Thanks for sharing your experience with us. Good to know there are good shops still available.


----------



## hondakid

Where is this new place? I'll have to check them out for my next purchase.


----------



## john warren

very cool to hear. if they are looking to expand we could use a good shop in the oxford/ lake orion area.


----------



## EYESON

He is in the business park on the S.E. corner of 23 mile and Schoner. They definetly are worth checking out. I was told if they don't have something that thye will get it for you.


----------



## hondakid

Thanks. I'll be checking them out in the near future.


----------



## dwlk5

Do they have a Range?


----------



## Captain

Yes, leagues as well......


----------



## joe allen

clint is an honest guy, i bought my diamond from him and have had nothing but good service since. his prices are very close to the big box stores with the personal service. i wouldnt hesitate to recomend him.i first went to that store that starts with m and ends with c and was treated rather poorly both times.(they acted like they were doing me a favor by selling me a bow.)


----------



## CWAY

I shoot there on one of the leages it is a great place. Best shop I have found since Auburn archery closed


----------



## Atchison

They are a very good shop, I work like 100yds away. Need to actually go and shoot there more than I do.


----------



## Fishcapades

What bow lines do they carry? website?


----------



## Atchison

Fishcapades said:


> What bow lines do they carry? website?


I don't think they have a website but if you want to call them and ask about what they carry: (586) 566-7991


----------



## tech

Me and my son just left luckys archery. Great place, great people and best yet great prices. Also a great place for kids as well as adults. While i was there i watched Clint spend just as much time helping the kids as he did with the adults. Just a great expierence


----------



## 2BUCKS

Is their range 20 yards?


----------



## hoytshooter69

17 yd range.


----------



## bradepb

anyone know if they are traditional friendly


----------



## Rouxballs

They carry Bowtech and PSE but can and will get just about anything--there range is just shy of 20 yards but you can shoot from upstairs--really cool--they even have treestand platforms to shoot from--Nice guys that work(own) there--helpfull. 3D targets as well but I think they are for leagues only.


----------



## G String

Lucky's archery carries: Bowtech, Diamond, Ross, PSE, Browning, and Parker.

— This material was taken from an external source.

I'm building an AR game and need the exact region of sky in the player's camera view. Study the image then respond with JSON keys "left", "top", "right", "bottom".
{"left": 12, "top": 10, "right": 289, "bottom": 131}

As far as Recurve stuff it is limited but usually get anything within a few days.


----------



## G String

As far as the range goes it is 18 yds. downstairs and about 22 yds. upstairs.


----------



## Northerner

I was there this past weekend and I would agree, a great place and very helpful!


----------



## ATB

Northerner said:


> I was there this past weekend and I would agree, a great place and very helpful!


I agree and will be back, good people to work with!


----------



## Atchison

Was there for an hour today looking at different bows, let me shoot a couple. Very knowledgable and willing to answer any questions you have.

Only problem is I was quite impressed with the Bowtech Admiral and wasn't really looking to spend that much....might have to sell some blood!!


----------



## CWAY

Atchison said:


> Was there for an hour today looking at different bows, let me shoot a couple. Very knowledgable and willing to answer any questions you have.
> 
> Only problem is I was quite impressed with the Bowtech Admiral and wasn't really looking to spend that much....might have to sell some blood!!


I know what your saying I was very happy with my old bow but after hanging around there and shooting the new Captain I just had to buy one.


----------